How consumers should protect themselves.
So what should people do if they've been affected by the Equifax breach? Here's some advice we received from Dr. Richard White, formerly Chief Information Security Officer for the United States Capitol Police, the managing director for Oxford Solutions and course chair for the Cybersecurity and Information Assurance program at the University of Maryland University College. He recommends that consumers protect themselves by:
- "Watching out for phishing schemes: Be on the lookout for phone calls or emails from people claiming to be from Equifax. If this happens, tell them you will call Equifax back directly at the published 1-800 number. You can ask for a case number or reference number and then call the company yourself. If it is a reputable caller, he or she will not have a problem with you wanting to protect yourself."
- "Watching out for Typosquatting or URL hijacking: When this happens, you receive an email directing you to a website or online form that looks exactly like the Equifax or other consumer credit reporting agency websites. They copy the HTML page to look identical to that of the company they are pretending to represent. But look closely: Equifax might be spelled Equ1fax or instead of a .com the hackers will use .uk or .au., or change the phone number and other minor details. Again, in this case, call the company directly yourself."
- "Keeping a regular eye on your personal information: Stay on top of all of your personal information including bank accounts, credit card statements, retirement accounts and your mortgage. Make sure the dollar amounts are correct and lookout for any fraudulent charges. Pay attention to entitlement programs like social security or Medicaid. If you are not receiving social security, make sure your status doesn’t show as receiving it. Check your credit every six months to make sure everything is in order and get a well-rounded picture of everything."

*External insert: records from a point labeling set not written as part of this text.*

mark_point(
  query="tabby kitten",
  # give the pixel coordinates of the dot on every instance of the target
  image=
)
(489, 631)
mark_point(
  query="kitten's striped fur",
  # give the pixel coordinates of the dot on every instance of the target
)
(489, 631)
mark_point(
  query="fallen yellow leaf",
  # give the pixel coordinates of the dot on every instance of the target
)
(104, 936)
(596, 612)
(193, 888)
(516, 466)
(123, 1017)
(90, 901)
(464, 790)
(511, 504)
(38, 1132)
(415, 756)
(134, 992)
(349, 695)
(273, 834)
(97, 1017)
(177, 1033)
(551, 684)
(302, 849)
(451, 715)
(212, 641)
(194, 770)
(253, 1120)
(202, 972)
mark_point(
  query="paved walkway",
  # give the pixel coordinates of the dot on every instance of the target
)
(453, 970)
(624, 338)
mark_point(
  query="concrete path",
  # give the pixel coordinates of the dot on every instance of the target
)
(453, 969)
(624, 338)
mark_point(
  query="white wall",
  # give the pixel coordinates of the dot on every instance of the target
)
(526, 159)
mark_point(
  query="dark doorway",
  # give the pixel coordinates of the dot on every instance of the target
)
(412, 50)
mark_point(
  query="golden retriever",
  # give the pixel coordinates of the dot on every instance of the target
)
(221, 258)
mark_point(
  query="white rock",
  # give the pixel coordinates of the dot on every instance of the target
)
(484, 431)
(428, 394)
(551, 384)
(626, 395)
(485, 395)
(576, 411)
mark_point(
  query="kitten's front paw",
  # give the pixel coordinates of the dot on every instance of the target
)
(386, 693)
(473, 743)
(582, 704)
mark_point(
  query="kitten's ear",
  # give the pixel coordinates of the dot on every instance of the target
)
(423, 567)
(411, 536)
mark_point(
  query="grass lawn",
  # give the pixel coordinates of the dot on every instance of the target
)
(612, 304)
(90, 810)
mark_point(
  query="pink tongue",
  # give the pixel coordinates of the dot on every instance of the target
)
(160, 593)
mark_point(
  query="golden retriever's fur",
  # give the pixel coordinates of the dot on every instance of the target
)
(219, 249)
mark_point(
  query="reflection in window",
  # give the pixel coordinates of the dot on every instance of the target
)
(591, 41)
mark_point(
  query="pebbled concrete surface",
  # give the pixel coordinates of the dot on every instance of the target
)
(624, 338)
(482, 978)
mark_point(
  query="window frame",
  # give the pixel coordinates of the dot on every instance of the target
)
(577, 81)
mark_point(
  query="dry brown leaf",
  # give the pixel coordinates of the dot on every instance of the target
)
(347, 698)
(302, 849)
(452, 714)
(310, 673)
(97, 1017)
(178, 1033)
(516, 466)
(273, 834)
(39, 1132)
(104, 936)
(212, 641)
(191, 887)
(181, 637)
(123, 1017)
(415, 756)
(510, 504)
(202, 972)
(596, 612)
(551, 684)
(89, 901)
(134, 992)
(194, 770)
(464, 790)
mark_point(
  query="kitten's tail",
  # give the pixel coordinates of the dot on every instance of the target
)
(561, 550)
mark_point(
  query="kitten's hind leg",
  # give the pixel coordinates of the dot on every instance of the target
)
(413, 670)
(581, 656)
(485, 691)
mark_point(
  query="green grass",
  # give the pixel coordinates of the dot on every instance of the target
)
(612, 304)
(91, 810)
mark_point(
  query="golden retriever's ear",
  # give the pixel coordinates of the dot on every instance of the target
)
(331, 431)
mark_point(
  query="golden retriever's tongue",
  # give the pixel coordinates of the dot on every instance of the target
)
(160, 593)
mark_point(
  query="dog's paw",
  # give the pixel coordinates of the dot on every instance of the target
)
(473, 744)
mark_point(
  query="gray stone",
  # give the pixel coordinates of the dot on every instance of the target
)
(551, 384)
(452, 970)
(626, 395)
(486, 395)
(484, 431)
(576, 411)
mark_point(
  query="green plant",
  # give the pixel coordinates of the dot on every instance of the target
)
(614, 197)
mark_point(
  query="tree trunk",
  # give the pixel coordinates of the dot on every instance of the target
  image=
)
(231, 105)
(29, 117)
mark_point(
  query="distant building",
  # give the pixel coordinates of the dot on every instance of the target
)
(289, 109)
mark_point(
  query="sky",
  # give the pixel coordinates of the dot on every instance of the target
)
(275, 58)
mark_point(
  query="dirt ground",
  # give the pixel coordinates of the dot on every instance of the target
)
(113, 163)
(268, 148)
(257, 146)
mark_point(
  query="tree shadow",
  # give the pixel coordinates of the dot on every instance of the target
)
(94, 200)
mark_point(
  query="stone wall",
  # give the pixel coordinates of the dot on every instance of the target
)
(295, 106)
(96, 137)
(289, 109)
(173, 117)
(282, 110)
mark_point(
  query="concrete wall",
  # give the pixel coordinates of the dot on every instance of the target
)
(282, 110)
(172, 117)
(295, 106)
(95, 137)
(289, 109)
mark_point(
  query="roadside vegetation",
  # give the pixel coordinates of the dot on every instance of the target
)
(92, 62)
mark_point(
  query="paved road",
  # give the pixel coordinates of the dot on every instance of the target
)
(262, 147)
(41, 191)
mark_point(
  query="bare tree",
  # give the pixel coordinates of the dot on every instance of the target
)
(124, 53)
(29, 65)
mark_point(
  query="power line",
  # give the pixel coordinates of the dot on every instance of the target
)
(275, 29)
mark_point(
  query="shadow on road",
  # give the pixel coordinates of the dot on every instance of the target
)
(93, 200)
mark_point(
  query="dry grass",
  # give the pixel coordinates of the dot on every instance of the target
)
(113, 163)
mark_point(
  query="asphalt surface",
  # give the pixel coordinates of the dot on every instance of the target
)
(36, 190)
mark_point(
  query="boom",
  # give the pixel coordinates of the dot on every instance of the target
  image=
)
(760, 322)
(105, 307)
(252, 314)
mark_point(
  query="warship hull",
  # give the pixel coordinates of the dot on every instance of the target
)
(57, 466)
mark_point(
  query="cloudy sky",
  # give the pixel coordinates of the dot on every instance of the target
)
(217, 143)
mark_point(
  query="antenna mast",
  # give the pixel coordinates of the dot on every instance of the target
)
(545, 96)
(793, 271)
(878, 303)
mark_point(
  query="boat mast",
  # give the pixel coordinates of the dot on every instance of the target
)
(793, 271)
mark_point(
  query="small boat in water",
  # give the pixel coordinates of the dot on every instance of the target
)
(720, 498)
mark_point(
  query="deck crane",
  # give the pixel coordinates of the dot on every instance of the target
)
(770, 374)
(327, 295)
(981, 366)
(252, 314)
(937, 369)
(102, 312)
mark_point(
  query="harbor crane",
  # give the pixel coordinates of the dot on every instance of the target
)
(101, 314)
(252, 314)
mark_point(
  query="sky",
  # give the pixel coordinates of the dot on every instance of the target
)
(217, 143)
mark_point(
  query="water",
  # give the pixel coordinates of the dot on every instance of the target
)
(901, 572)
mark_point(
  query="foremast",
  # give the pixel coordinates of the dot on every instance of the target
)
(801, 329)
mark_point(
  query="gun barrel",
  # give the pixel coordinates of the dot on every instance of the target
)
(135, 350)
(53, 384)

- "Being smart about passwords: Have different passwords for every account. Change your passwords every three months. Never choose a password that is your child’s name or spouse’s name. Never use birthdays. Make sure your passwords aren’t simply words but that they contain numbers, special character and both and upper and lower-case letters."
- "Locking your credit, sign up for credit monitoring and fraud alerts: You can lock your credit by contacting the credit agencies and requesting a lock be put on your credit. Just remember to remove the lock if planning a big purchase like a new home or car. Place fraud alerts with the major credit bureaus, Equifax, Experian and TransUnion, and you can also signup for credit monitoring. Look into programs like LifeLock which provides cost effective credit monitoring and identity theft protection."